Congrats to Ramli on being a BN candidate for Cameron Highlands by-election, but is it worthwhile associated with a “sinking ship”?

On the way to Kampong Pantos in Jelai, I received news that former top police officer Ramli Mohd Noor has been announced as the Barisan Nasional candidate for the Cameron Highlands by-election on January 26.

I want to congratulate Ramli for making history as the first Orang Asli parliamentary candidate for UMNO/Barisan Nasional in the nation’s history, for the ruling coalition had never fielded an Orang Asli whether for Parliamentary or State Assembly elections in the past six decades.

In the 14th General Election, DAP fielded an Orang Asli, Nasir Dollah, for the Kelantan State Assembly seat of Galas, although he failed to be elected.

In fact, DAP fielded three Orang Asal candidates each in Sabah and Sarawak, and we have now an Orang Asal MP from Sarawak, an Orang Asal Senator from Sabah and an Orang Asal Deputy Minister in Sabah.

UMNO and Barisan Nasional are now learning from DAP to select Orang Asli to be in the forefront of political leadership, but it is open to question whether this is from conviction or from sheer political opportunism.

As the UMNO Acting President, Mohamad Hassan said at the press conference this morning:

“Last time, our usual practice is that the party will carry the candidate. Last time, anyone under the BN coalition will win.

“But in the current political situation and amid all the accusations being thrown against BN, our approach now is that the candidate can carry the party and the candidate is actually the most important factor, not the party anymore.”

But UMNO is now a sinking ship. Although I congratulate Ramli on his selection as parliamentary candidate for Cameron Highlands, the question arises as to whether it is worthwhile to be associated with a “sinking ship”?

In fact, UMNO with the kleptocratic past,has even now to depend on its erstwhile foremost adversary, PAS, for lifeline support. Under these circumstances, should Ramli be associated with a political Party whose President believed that a corrupt Muslim is anytime better than a clean and honest non-Muslim?

It is indeed sad and unfortunate that an Orang Ali of Ramli’s calibre and stature had not been fielded by UMNO at the height of UMNO’s power, when he could go on to become Deputy Minister or even full Minister to end the poverty, backwardness, neglect and marginalisation of the Orang Asli community and bring them into the national mainstream of national development.

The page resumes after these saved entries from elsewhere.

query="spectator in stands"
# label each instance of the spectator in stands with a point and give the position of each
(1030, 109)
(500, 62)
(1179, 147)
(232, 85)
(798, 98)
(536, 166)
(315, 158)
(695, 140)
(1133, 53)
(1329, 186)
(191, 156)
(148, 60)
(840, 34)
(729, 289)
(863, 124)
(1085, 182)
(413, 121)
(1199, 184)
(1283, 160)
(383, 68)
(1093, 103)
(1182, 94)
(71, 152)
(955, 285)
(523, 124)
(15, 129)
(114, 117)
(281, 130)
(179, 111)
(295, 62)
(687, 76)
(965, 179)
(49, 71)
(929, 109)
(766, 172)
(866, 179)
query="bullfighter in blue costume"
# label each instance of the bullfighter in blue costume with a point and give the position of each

The Cameron Highlands by-election has given me an opportunity to better understand the depressing plight of the Orang Asli community in the country, as I have been able to visit eight of the Orang Asli posts so far.

JAKOA was formed sixty years ago to ensure that the Orang Asli community could progress as other communities in all fields of human endeavour, whether in education, economic advancement, housing and most important of all, land development.

I asked Orang Asli representatives whether JAKOA has achieved its objectives, but the answer is that “NO” and in their view, JAKOA has not accomplished even half of its goal after six decades.

Do we want to continue to have a JAKOA for next 100 to 200 years?

After 60 years, an Orang Asli has only become the Director-General of JAKOA for the past eight months, while less than 22 per cent of the JAKOA staff are Orang Aslis.

Orang Aslis should have become elected MPs and State Assembly representatives in the past few decades, instead of becoming a current “glass ceiling” waiting to be broken.

The problem of the Orang Asli must be resolved at two levels, the Federal and the state government.

Pakatan Harapan is now the Federal Government in Putrajaya but it can do nothing about the land problems of the Orang Aslis as this is a state government matter. This is why the Cameron Highlands by-election is also an open salvo for the winning of Pahang state government by Pakatan Harapan in the 15th general election in four years’ time.

While I congratulate Ramli for being chosen as the BN candidate for Cameron Highlands, how can Ramli help the Orang Asli community if UMNO and Barisan Nasional are sinking ships, steeped in the culture of abuses of power and kleptocracy.

It is no exaggeration to say that Pakatan Harapan represents the future while Umno/BN represents the past, corrupted by greed, abuses of power and kleptocracy. Even with the prop from PAS, Malaysia cannot return to a kleptocratic past with UMNO, as the future belongs to democracy, good governance, rule of law and justice for all communities in Malaysia.

The Cameron Highlands by-election is therefore not just a battle of individuals or political coalitions, but even more important, a battle between the future and the past of Malaysia, between a New Malaysia with democracy, good governance, rule of law and justice for all communities in Malaysia and the Old Malaysia of sham democracy, kakistocracy, a failed state and global kleptocracy.